"Women in the Military" is an essay by Lt. Susan Schnall that was published in the 1970 feminist anthology Sisterhood Is Powerful: An Anthology of Writings From the Women's Liberation Movement.
One of five personal testimonies in the book about professional women, "Women in the Military" comments on Susan Schnall's personal experiences and the systemic sex discrimination women face in the military: "Women, regardless of rank, are in subservient positions in that any authority or responsibility they may have is ultimately under male control."
Activist Susan Schnall
Lt. Susan Schnall was a member of the Navy Nurse Corps in California. "Women and the Military" describes the investigation and surveillance of her peace activism. In October 1968, she joined with other demonstrators to speak out against U.S. involvement in the Vietnam War. They dropped leaflets on military installations in the Bay Area to publicize a march and rally, and she appeared at the march in uniform, which violated a recently issued Navy regulation. Susan Schnall's experience protesting Vietnam is featured in the 2005 film Sir! No Sir!
Her 1970 essay examines the way she was treated differently as a female officer from the way a male enlisted man who also wore his uniform to the protest was treated. In fact, she writes, she did not have to serve her six-month hard labor sentence because she was a woman. She concludes that the Navy's careful policies toward women and the chauvinism in the military prevented her punishment, and "the System defeated itself."
Military Male Supremacy
"Women in the Military" also comments on the disparity in the number of high ranks available to women and the discrimination in dependent benefit policies. At that time, she writes, women were not allowed to have dependents under age 18 and could not claim their husbands as dependents, even if the husbands were in school and had no source of income, unless the men were completely physically or mentally dependent on their wives. The Supreme Court later ruled this dependents policy unconstitutional in the 1973 case Frontiero v. Richardson.

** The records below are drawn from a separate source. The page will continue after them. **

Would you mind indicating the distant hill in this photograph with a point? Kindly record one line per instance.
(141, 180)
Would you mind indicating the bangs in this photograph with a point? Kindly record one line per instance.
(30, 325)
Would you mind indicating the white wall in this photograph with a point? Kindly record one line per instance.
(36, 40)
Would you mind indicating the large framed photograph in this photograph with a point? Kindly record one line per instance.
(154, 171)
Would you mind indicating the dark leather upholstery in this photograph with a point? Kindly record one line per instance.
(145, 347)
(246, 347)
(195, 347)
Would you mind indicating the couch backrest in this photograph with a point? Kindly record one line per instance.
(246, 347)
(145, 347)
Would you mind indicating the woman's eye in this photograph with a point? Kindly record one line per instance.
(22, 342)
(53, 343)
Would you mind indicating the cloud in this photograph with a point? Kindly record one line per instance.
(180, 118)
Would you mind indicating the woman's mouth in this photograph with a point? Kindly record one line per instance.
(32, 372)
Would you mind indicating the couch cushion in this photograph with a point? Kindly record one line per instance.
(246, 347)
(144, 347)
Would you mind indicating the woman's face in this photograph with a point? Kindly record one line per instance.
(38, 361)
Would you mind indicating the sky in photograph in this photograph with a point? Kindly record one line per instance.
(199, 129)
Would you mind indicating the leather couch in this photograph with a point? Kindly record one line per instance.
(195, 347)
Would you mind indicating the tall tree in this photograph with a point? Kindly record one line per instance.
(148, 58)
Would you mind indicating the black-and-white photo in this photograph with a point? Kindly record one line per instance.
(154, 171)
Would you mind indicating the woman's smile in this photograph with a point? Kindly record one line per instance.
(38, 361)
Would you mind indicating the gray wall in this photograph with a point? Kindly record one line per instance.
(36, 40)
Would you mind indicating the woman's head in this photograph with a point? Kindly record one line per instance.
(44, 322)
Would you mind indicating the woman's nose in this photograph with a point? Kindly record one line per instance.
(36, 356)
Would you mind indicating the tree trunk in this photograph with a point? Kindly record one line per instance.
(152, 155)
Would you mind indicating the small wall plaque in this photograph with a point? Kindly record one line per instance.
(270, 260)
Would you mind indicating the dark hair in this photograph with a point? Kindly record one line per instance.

"Women in the Military" names the qualities deemed important for promotions in the armed services: intelligence, leadership ability, loyalty, responsibility, reliability. These traits, she writes, are crucial because they relate to the service members' acceptance of the military system.
Susan Schnall writes that most women join the military because of their inferior position in civilian life, whether they are facing poverty, few opportunities after high school or unhappy family life. She would like to see a system where females have more control and responsibility, but "any attempt at reform would still leave a brutal and destructive organization, the existence of which negates the individuality and humaneness of its members."